One of the many joys of hearing music in live performance is the effect of the venue on one’s senses, whether it is the serene elegance and intimacy of an 18th-century church, or the all-enveloping lushness of the Academy of Music. In some rare instances, the setting for a concert becomes an active element in the music itself, which was certainly the case for the Daedalus String Quartet at the Chinese Rotunda of the Penn Museum.

The Daedalus Quartet in repose. (Photo by Lisa-Marie Mazzucco)

Our seats were flanked by a pair of roaring, ready-to-pounce Chinese dragons, while arrayed across the front of the stage were three versions of the Buddha, radiating a sweet repose. It was a dramatic contrast that was eerily reflected in the music, which featured three works by living American composers.

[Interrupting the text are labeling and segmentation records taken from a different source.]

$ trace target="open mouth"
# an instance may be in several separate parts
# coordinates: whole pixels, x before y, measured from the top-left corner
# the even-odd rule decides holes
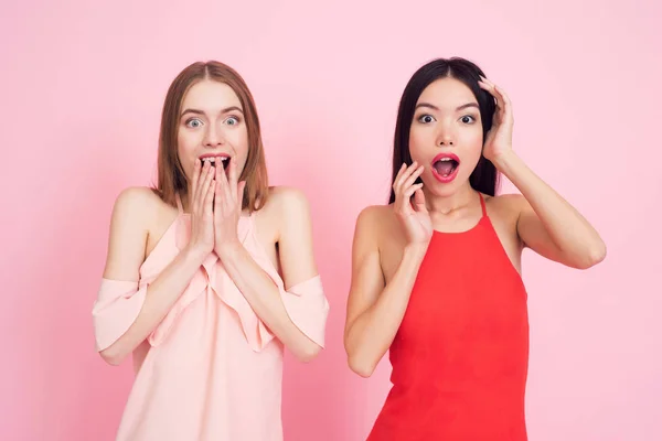
[[[218,166],[221,164],[223,170],[227,171],[227,166],[229,165],[229,157],[227,155],[217,155],[217,157],[202,157],[200,158],[200,164],[204,166],[204,163],[209,162],[211,165]]]
[[[441,182],[450,182],[457,175],[460,159],[455,154],[439,154],[433,160],[435,178]]]

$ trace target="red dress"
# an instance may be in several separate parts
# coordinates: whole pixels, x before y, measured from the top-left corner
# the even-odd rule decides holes
[[[526,440],[526,290],[480,202],[476,227],[433,234],[369,441]]]

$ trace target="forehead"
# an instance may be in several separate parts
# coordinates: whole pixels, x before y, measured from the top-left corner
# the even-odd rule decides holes
[[[430,83],[418,97],[418,103],[428,103],[439,108],[456,108],[465,104],[477,103],[477,99],[465,83],[446,77]]]
[[[203,79],[191,86],[182,100],[182,110],[194,108],[214,111],[231,106],[242,108],[237,94],[227,84],[210,79]]]

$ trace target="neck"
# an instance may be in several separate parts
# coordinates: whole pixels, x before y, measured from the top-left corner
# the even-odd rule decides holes
[[[431,194],[425,187],[423,191],[425,192],[425,201],[428,212],[444,215],[448,215],[457,209],[466,208],[467,206],[471,205],[478,194],[478,192],[471,187],[468,181],[457,192],[448,196],[437,196]]]

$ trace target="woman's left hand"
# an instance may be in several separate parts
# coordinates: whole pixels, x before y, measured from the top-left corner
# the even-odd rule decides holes
[[[224,249],[237,244],[237,225],[242,215],[242,202],[246,181],[238,182],[237,164],[229,159],[227,174],[223,166],[216,168],[216,191],[214,195],[214,251],[220,257]]]
[[[483,155],[496,165],[499,160],[511,153],[513,149],[513,107],[501,87],[482,77],[478,84],[496,101],[492,128],[488,132],[483,148]]]

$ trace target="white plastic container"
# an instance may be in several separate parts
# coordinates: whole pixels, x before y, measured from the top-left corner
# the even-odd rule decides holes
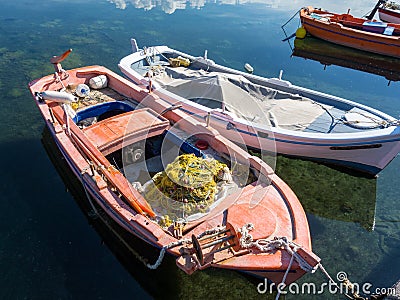
[[[81,83],[76,87],[75,93],[79,97],[86,97],[90,93],[90,88],[86,84]]]
[[[89,86],[94,89],[102,89],[107,86],[108,80],[106,75],[99,75],[93,78],[90,78],[89,80]]]

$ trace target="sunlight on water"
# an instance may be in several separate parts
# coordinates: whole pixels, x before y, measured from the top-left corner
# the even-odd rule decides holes
[[[362,16],[375,2],[352,1],[351,12]],[[257,293],[257,279],[234,272],[207,270],[189,277],[177,270],[173,259],[167,259],[160,271],[151,273],[137,261],[132,262],[134,257],[128,256],[125,264],[126,251],[114,256],[113,252],[121,249],[112,249],[104,238],[111,252],[101,242],[101,234],[106,231],[109,235],[109,229],[99,230],[92,224],[99,233],[92,230],[85,218],[87,213],[78,209],[77,203],[84,201],[82,194],[73,193],[77,203],[73,201],[71,193],[65,191],[68,184],[50,162],[53,150],[49,152],[41,144],[44,123],[27,84],[52,73],[49,59],[69,48],[73,52],[63,63],[66,69],[100,64],[119,72],[117,64],[131,52],[129,40],[135,37],[139,46],[165,44],[199,56],[208,50],[209,58],[240,70],[248,62],[262,76],[277,77],[283,69],[283,78],[294,84],[356,100],[398,118],[398,82],[387,86],[388,80],[378,75],[334,65],[324,70],[318,61],[291,57],[288,43],[281,41],[281,25],[306,5],[346,12],[350,4],[303,0],[29,0],[3,5],[0,263],[5,271],[0,274],[0,298],[216,295],[265,299],[266,295]],[[296,17],[288,32],[293,33],[298,24]],[[351,280],[371,282],[375,287],[389,287],[400,278],[399,168],[396,158],[378,179],[365,179],[312,162],[279,157],[277,173],[301,200],[310,222],[313,249],[332,276],[344,271]],[[150,258],[157,256],[153,252]],[[323,280],[321,274],[302,279]],[[165,282],[175,286],[163,294]],[[307,295],[288,298],[309,299]],[[329,299],[329,295],[323,299]]]

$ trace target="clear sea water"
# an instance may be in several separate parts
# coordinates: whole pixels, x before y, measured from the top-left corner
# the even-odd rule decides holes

The most profound effect the space had on the music was its acoustical quality. With ceilings that soar to 90 feet, the room is shaped like a giant coffee can. That vast height, plus the reflective terra cotta walls, creates extreme reverberation that in normal circumstances would wreak havoc on the music’s texture.

Site-specific sound

Two of the pieces on the program were conceived with precisely that acoustical imperfection in mind. Joshua Hey, currently completing his doctoral thesis at Penn, presented a new work evocatively titled "lens flare from Alpha Centauri."

Harnessing the reverberating timbres produced some startling effects: a viola that sounded lonely yet sultry, like a freight train barreling through the night; a cello imitating a horn. Hey carefully structured his music to create far more sounds than would be heard in a conventional string-quartet presentation. His overall language might be described as impressionistic or, perhaps more accurately, spectral, a style that is a contemporary French descendant of the early 20th-century style of impressionism practiced by Debussy and Ravel. Spectral composers are especially interested in the relationship between sound and light, and in the closing pages of this music, Hey conjures a rainbow of colors that finally reflects the astronomical inspiration of the piece.

Voices carry

Scott Ordway’s piece, "Tonight We Tell the Secrets of the World," had its premiere in this same space just one year ago. It is even more theatrical than Hey’s music, incorporating projected color and audience participation. The audience was divided three ways, and each section was handed a reading from an ancient text (my section had an excerpt from Sumerian creation myths, circa 3000 B.C.E.). As a designated color splashed across the Rotunda walls, we were asked to recite our texts in a whisper, louder if the color intensified. We were accompanied by the string quartet augmented by a third violin, a second viola, bass, saxophone, and soprano.

Ordway’s creation was the sum of its seemingly simple parts. The music proceeded in well-regulated intervals, both rhythmically and harmonically, and the vibrato-less soprano and offstage saxophone added subtle texture. As an organic whole, the work resonated with humanist spirituality, haunting the imagination long after the last echo died away.

Between these two works, Daedalus Quartet presented one of the most celebrated chamber music works in the contemporary repertoire, George Crumb’s "Black Angels," with choreography by Sebastienne Mundheim. I have heard this brilliant music live before and have several recorded versions, but this was as compelling as any performance in my experience. The music can be sensational, but this reading crystallized the composer’s uncanny ability to project ferocity and the beatific in the same voice. "Black Angels" was completed in 1970, and, as the composer admits, “will probably be forever known as the ‘Vietnam Quartet.’” When I interviewed Crumb about the piece over a decade ago, he noted that the music had fresh resonance because of “this business with Iraq.” As we enter a new era of our history with notably sinister overtones, Crumb’s music again speaks to our time. Perhaps, alas, it will always be so.

Our readers respond

Margaret Darby

of Center City/ Philadelphia, PA on January 17, 2017

What a great review! You really captured the feeling of mystery created by the Chinese Rotunda at the Penn Museum.